We accept that building at any scale offers a specific image of the future within the culture in which we build. By extension, we position practice as a creative response to (a) the perpetual instantaneous changes in historical perspective, (b) critical awareness of context and (c) critical consciousness of this fluidity as a critical context. In this sense, practice and its criticism bear the mutual responsibilities of disarming cultural clichés, with historical criticism holding practice responsible to a complex insight on the past and present, and with professional practice informing criticism of the limits of contemporary practice. The often incompatible definitions of the artist, cultural context and the professional structures of artistic practice call for exceptional diligence in accepting that these concepts are not universal. We seek to expose the productive friction of testing New Zealand’s artistic and urban cultures against those we encounter in Europe and in China, and vice versa, as our international frames of reference and collaboration.

We specifically seek modes of creative and critical practice that pose challenges to the norms that might otherwise evade rigorous investigation. For us, travel offers a decisive metaphor for the approach we take to our respective practices. Like the anthropologist, geographer or archaeologist, we attempt to read our context in a critically detached mode, knowing that critical distance allows us to see what we are otherwise too close to understand. Unlike these scientific figures, though, we offer up the bases of our judgements for further scrutiny at the same time as we use them in our work. We take specific interest in exploring the challenge afforded by almost constant contact with the globe through travel between a number of critical points, determined by our work and implicated by our practice as subjects. International travel, combined with the electronic accessibility of global knowledge, imbues our work with critical values not possible through one of these alone.
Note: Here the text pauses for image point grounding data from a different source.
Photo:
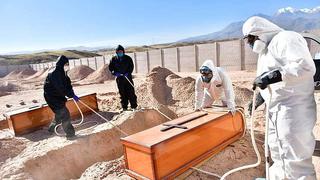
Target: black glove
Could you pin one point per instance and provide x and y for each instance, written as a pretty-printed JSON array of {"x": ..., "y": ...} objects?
[
  {"x": 267, "y": 78},
  {"x": 259, "y": 101}
]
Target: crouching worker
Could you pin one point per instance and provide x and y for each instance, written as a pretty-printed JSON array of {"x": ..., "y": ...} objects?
[
  {"x": 57, "y": 86},
  {"x": 213, "y": 84},
  {"x": 122, "y": 66}
]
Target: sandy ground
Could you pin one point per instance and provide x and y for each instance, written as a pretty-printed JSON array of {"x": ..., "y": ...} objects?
[{"x": 98, "y": 153}]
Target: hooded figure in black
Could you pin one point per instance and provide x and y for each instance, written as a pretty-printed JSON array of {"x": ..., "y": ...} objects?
[
  {"x": 122, "y": 66},
  {"x": 57, "y": 86}
]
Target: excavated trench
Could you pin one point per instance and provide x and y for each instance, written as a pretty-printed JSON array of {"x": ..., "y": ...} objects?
[{"x": 55, "y": 157}]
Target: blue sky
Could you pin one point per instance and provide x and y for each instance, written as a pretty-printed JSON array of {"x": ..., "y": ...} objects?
[{"x": 50, "y": 24}]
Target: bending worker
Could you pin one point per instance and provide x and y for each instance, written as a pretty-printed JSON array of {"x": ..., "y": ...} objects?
[
  {"x": 286, "y": 66},
  {"x": 122, "y": 66},
  {"x": 56, "y": 87},
  {"x": 213, "y": 84}
]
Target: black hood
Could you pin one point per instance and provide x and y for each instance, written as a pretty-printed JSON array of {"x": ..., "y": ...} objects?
[
  {"x": 61, "y": 61},
  {"x": 120, "y": 48}
]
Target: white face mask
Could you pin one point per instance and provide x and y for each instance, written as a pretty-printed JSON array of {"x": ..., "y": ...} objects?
[
  {"x": 66, "y": 68},
  {"x": 259, "y": 46}
]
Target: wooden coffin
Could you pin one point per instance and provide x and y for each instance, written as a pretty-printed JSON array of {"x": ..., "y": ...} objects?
[
  {"x": 157, "y": 154},
  {"x": 29, "y": 119}
]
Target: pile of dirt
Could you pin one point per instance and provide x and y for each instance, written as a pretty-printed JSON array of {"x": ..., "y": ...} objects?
[
  {"x": 235, "y": 155},
  {"x": 106, "y": 170},
  {"x": 98, "y": 76},
  {"x": 49, "y": 157},
  {"x": 26, "y": 73},
  {"x": 37, "y": 74},
  {"x": 243, "y": 95},
  {"x": 79, "y": 72},
  {"x": 182, "y": 90},
  {"x": 109, "y": 101},
  {"x": 12, "y": 75},
  {"x": 10, "y": 147},
  {"x": 7, "y": 87},
  {"x": 157, "y": 86}
]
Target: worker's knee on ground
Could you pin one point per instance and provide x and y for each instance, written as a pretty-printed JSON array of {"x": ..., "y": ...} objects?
[
  {"x": 68, "y": 128},
  {"x": 298, "y": 146},
  {"x": 52, "y": 126}
]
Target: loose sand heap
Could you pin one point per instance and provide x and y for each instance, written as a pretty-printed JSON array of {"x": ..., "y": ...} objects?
[
  {"x": 98, "y": 76},
  {"x": 106, "y": 170},
  {"x": 8, "y": 87},
  {"x": 79, "y": 72},
  {"x": 20, "y": 74},
  {"x": 235, "y": 155},
  {"x": 37, "y": 74},
  {"x": 98, "y": 153},
  {"x": 49, "y": 157}
]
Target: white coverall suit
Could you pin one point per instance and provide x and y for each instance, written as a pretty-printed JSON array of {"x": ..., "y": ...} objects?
[
  {"x": 219, "y": 88},
  {"x": 292, "y": 109}
]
Elaborating upon the critical scenario of working in familiar and unfamiliar environments, we first seek to explore a French-New Zealand axis of criticism, documentation and practice.

We take a number of approaches to the subject of our study, simultaneously considering creative outcomes through artistic and architectural practice and critico-historical consequences not directly tied to practice, but informing it nonetheless. The teams we construct for individual projects range in size and the diversity of expertise; the projects themselves determine the nature of the team that an object of study might sustain. For the Taranaki project, we bring together artists, writers, producers and a documentary cinematographer to understand the critical deformations that occur by observing and testing artistic practices in situ and by anchoring these firmly to the ideas and realities of a place. Future iterations of this operative-critical make-up will be informed by the urban-landscape setting at stake.

We are developing a mode of professional and critical practice that persistently questions, through rigorous analysis and experimentation, New Zealand culture from every perspective. Each time, we take a specific setting, landscape or urban, and investigate a series of potential ways of simultaneously knowing and destabilising our knowledge of that site through creative and critical practices. We will bring analyses and practices the result from this focus on New Zealand to bear upon other geographies, cultures, through intellectual and artistic exchange, international residencies and critical relationships with institutions around the world. We thus anticipate developing a praxis of critical and operational work that remains open for as long as collaborations can be brought to bear upon problems of urban and landscaped cultural constructions and the formulation of their identity.